Anyway, I prevented a shooting from occurring at the end of my senior year of high school.
And in the process, I turned in someone who had — up until that point, anyway — been my boyfriend. In front of his best friend and me, he said that he wanted to bring his father’s gun to school (quoting the make and model) and “shoot the freshman class up because they annoyed him”. Not expecting him to say something like this at all, I turned him in to the front office as soon as I could. However, I practically had to beg them to investigate, because they initially weren’t going to… not until I provided them the name of his best friend, they questioned him, he backed up everything that I had told them and had echoed the same concerns that I had voiced. Then and only then did they begin to investigate my claims. They started by investigating his home, and that was when they found out that his father owned the exact make and model gun that I told the front office he owned. This made my story a lot more credible, and raised the risk that he would follow through on his threat by a lot — he had even gone so far as to state that he intended on doing it at the end of the school year, which was also something that I told our school because he specified a time.

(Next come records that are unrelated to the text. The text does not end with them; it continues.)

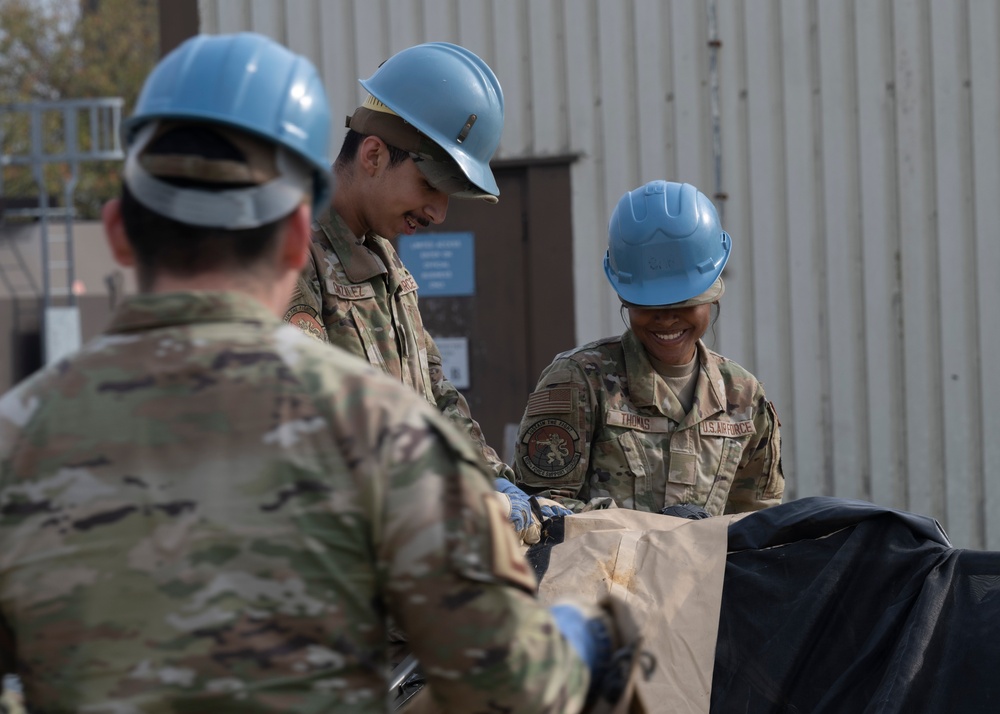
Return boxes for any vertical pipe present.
[706,0,729,225]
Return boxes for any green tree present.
[0,0,159,218]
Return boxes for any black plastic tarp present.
[528,498,1000,714]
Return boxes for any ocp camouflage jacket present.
[515,330,784,515]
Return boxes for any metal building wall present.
[200,0,1000,550]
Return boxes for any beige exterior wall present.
[170,0,1000,549]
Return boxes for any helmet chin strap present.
[124,122,313,230]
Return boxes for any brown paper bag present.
[539,508,740,714]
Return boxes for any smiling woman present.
[515,181,784,517]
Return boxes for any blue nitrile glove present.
[535,498,573,518]
[660,503,712,521]
[493,478,531,533]
[549,603,614,686]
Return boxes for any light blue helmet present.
[604,181,732,306]
[122,32,332,222]
[360,42,503,196]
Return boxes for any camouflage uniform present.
[515,330,785,515]
[0,292,589,714]
[285,209,514,481]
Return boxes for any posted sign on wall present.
[399,233,476,297]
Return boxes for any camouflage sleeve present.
[514,360,596,511]
[377,408,589,714]
[726,388,785,513]
[284,250,330,342]
[425,333,514,481]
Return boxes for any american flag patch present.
[526,387,573,416]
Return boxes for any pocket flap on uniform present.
[618,431,647,478]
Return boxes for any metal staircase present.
[0,97,124,364]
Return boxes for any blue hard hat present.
[604,181,732,306]
[360,42,503,196]
[122,32,332,220]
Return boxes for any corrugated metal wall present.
[200,0,1000,550]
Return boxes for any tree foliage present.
[0,0,159,218]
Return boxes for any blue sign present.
[399,233,476,297]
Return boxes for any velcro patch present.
[326,280,375,300]
[284,305,327,342]
[525,387,574,416]
[399,275,417,295]
[701,421,757,438]
[606,409,674,434]
[521,419,580,478]
[483,493,538,593]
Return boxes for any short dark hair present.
[334,129,410,168]
[121,125,288,291]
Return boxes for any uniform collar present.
[622,330,726,427]
[107,290,279,333]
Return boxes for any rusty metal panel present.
[200,0,1000,549]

I didn’t know until the investigation had already concluded that his parents had to be compelled to cooperate with the investigation for as little of it as they did, and that they actively thwarted it incredibly early on into it by withdrawing their son as a student with the intent to homeschool him from that point forward “so that (this) didn’t go on his permanent record and ruin his life”. After the investigation had concluded, the principal called me into her office to personally thank me for turning him in, stating that my actions had prevented what they thought was almost a surety of a shooting. She also told me that, along with the rest of what I’m writing about, our school had more thoroughly investigated his transfer in from his previous school — which was overseas — because he did not transfer in at the grade that his age would have had him at, come to find out that he had repeatedly been held back for behavioral reasons, and that because this school was in another country they were permitted to refuse to advance him up in grade purely for this reason. For some reason, this got lost in the oversight that was the paper-pushing mill of him transferring in and our school did not think to question it as heavily as they should have, which our (my?) principal admitted to me. They just took it at face value and accepted him into the grade that his former school stated he was, well, to be in…
But yeah, that was how I was put in the position to where I had to prevent a school shooting as a senior.